I don’t think everyone is meant for space travel, supposedly it’s going to become a regular thing but, that seems like something really unsafe?
But yeah I think less people will be willing to go than we think.
At first it’s going to be too expensive anyway but, as time goes on it will become normal and affordable- if it doesn’t get shut down from the sheer number of “accidents”
I mean yeah we send up satellites all the time and shit like that, but every launch we bite our nails, and the launches constantly get scrubbed with the slightest sight of a fucking cloud or a tiny bit of wind because it’s *that* delicate and uncertain. 1 mph above the acceptable rate and the thing could crash and burn.

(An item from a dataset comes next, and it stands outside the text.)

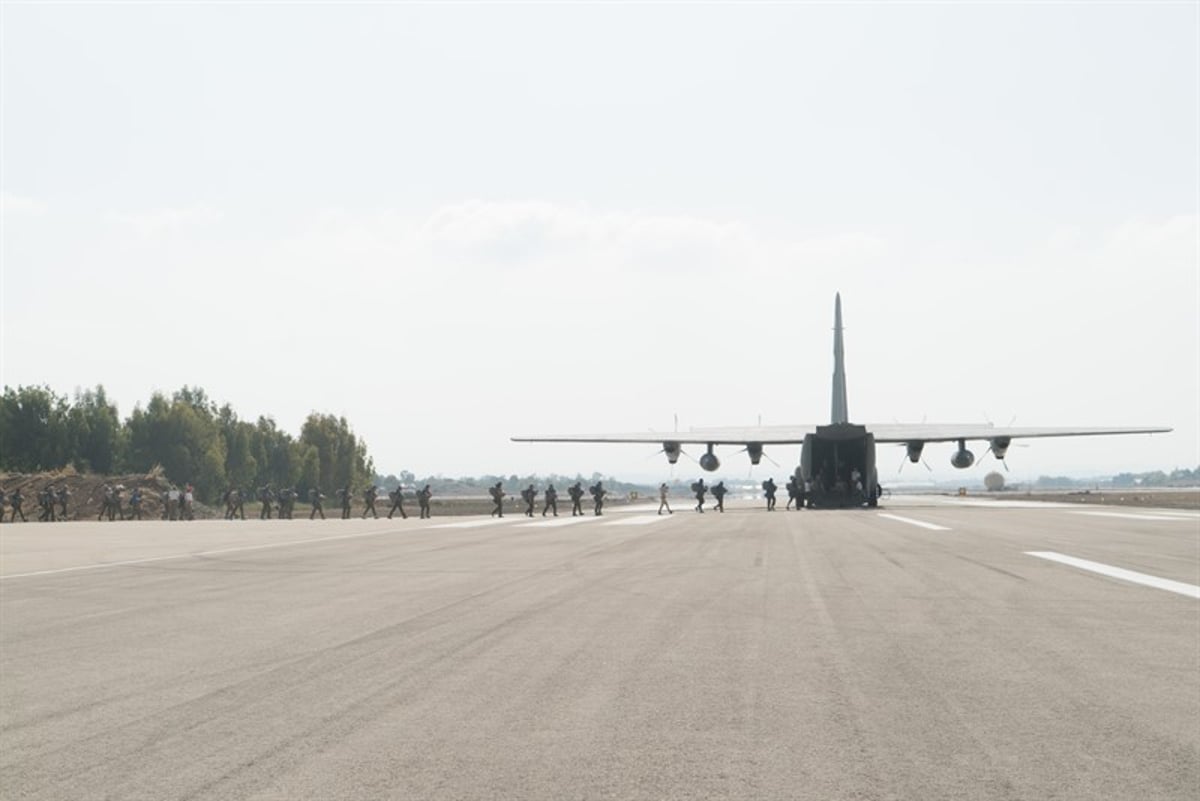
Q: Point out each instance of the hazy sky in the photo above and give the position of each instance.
(457, 223)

But that’s not even where things go wrong most commonly- apparently the most common issue that NASA employees bite their nails over watching a launch, isn’t getting off the ground past some clouds but, it’s passing through a certain point in the atmosphere, where the engines drop and then switch into a different gear and start trudging a bit sideways, if you notice a certain point where the launch goes from “straight up” and starts going diagonal, and the white puffy cloud stops forming. That’s because they’ve dropped a whole chunk of the ship off and gone into full fucking g-force.
Apparently that transition is the most risky and that’s where things tend to literally blow up. Unfortunately we witnessed it on national TV, live. Once.

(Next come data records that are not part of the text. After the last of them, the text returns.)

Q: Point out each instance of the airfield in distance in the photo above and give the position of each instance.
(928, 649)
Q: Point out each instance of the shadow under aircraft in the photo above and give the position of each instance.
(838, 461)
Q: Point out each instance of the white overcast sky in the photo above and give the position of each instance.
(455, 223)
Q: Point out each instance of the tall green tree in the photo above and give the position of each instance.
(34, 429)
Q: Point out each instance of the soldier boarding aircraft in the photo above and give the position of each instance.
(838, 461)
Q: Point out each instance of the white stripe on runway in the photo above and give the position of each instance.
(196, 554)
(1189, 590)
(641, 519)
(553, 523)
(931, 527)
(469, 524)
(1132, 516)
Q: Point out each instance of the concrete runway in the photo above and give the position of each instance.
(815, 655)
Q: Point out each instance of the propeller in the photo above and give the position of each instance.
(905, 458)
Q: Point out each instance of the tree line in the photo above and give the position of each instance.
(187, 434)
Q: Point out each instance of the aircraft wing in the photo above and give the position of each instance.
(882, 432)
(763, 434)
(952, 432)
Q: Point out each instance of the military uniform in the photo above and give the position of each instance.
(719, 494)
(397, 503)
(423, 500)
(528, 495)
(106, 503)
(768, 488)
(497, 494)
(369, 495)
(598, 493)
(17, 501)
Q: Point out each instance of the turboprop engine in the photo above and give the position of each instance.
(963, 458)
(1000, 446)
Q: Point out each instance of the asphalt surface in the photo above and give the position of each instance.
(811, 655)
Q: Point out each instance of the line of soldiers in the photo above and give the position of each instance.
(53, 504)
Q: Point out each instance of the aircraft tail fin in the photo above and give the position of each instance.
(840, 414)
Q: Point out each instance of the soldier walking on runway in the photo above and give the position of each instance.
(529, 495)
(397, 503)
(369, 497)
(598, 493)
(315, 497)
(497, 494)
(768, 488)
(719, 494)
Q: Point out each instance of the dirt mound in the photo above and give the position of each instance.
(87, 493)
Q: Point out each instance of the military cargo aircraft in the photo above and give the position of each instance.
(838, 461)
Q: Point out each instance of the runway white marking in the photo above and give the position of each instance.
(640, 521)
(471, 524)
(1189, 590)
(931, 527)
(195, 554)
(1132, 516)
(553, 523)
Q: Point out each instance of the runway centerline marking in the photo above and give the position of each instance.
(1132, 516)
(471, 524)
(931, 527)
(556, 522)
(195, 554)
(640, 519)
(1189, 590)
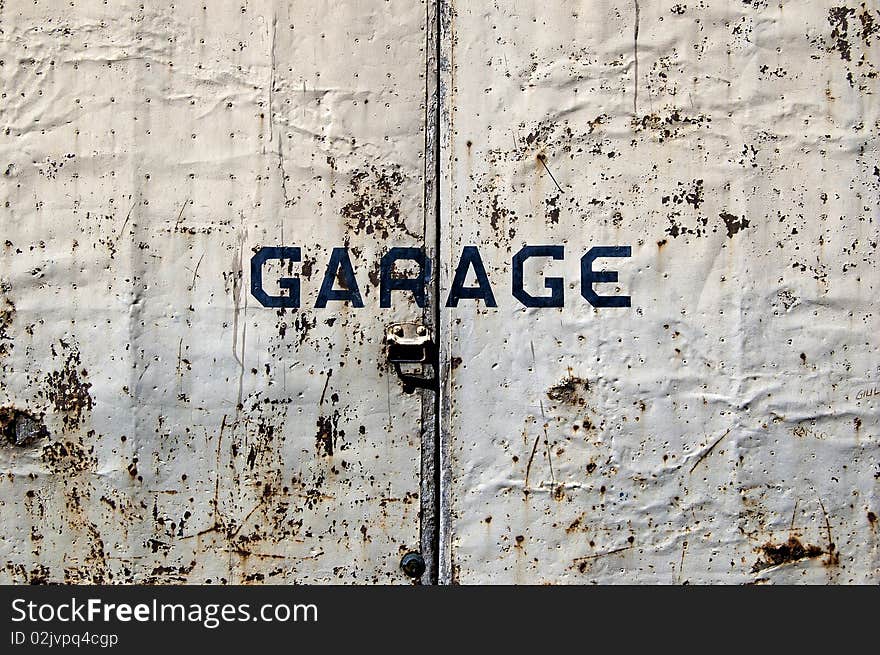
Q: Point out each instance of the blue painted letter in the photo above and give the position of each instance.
(340, 267)
(470, 256)
(556, 297)
(590, 277)
(291, 284)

If it happened once, it can happen again. And if you study stuff about the ships, you realize there isn’t as many fail safes as you would think. Like once the ship is fucked, it’s pretty damn fucked. There is only a tiny layer between you and deep space, and that shell alone being so thin, terrifies me. No matter what material it’s made of.
And then you have mechanical errors, which astronauts are trained to handle but- things do go wrong and they have to fix that shit mid-space travel.

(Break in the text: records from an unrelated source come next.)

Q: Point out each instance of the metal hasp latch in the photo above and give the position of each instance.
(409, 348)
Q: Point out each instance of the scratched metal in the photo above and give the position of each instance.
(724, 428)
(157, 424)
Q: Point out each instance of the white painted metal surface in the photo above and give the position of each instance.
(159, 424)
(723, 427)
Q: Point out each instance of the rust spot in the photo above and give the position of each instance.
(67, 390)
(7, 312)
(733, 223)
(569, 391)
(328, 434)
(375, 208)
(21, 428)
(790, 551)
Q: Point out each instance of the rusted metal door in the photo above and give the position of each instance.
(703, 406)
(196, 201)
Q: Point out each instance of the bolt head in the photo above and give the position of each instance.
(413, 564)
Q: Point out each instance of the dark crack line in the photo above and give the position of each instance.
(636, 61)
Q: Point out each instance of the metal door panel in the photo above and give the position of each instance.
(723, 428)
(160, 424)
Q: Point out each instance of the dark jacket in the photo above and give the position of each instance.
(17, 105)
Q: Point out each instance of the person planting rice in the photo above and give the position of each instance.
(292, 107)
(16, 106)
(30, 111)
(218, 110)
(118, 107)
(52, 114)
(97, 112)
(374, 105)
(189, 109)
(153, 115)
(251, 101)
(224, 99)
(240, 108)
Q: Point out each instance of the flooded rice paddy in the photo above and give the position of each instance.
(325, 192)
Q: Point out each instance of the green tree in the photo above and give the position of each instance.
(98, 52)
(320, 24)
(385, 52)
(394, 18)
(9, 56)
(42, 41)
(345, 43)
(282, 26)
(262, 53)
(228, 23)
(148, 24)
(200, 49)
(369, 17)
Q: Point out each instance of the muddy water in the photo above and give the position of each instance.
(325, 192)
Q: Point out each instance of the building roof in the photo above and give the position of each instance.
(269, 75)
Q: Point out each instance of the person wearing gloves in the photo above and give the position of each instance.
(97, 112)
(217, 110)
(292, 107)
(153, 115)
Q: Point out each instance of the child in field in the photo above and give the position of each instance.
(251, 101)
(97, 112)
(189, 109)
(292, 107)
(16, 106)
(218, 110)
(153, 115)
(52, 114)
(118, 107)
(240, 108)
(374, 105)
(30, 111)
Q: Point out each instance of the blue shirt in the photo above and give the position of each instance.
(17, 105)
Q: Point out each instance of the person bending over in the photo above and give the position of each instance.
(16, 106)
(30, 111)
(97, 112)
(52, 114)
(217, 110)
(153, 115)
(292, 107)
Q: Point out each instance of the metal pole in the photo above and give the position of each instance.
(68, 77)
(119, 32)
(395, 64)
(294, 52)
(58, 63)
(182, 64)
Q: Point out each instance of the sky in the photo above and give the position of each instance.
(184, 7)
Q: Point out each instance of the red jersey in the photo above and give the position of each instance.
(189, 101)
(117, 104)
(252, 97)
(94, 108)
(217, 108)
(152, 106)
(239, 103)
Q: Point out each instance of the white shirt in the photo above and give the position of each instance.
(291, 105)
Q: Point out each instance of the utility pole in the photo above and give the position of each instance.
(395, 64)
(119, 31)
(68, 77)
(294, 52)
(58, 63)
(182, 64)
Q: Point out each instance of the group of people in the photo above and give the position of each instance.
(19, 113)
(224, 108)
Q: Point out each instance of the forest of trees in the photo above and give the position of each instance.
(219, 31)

And not to mention trajectory. If you get off course because of an issue- you could end up missing your window of opportunity to your entrance point to wherever your destination is- which is a very narrow window, and a very difficult and rocky landing. And when it comes to returning to earth, there is an even more narrow window than the trajectory to your space destination, and they completely expect the landing to go south which is why all landing pads are placed in areas surrounded by open water and zero civilization, and the area during landings is restricted within a certain radius. Because that shit could literally crash and burn into the ground.
Imagine throwing a dart into the the key hole of your front door, from your bedroom. And that’s what it’s like trying to land a space ship on a landing pad properly on earth.
LOL it’s very, very narrow.
There is no way in hell I’m getting on a space ship unless it’s life or death.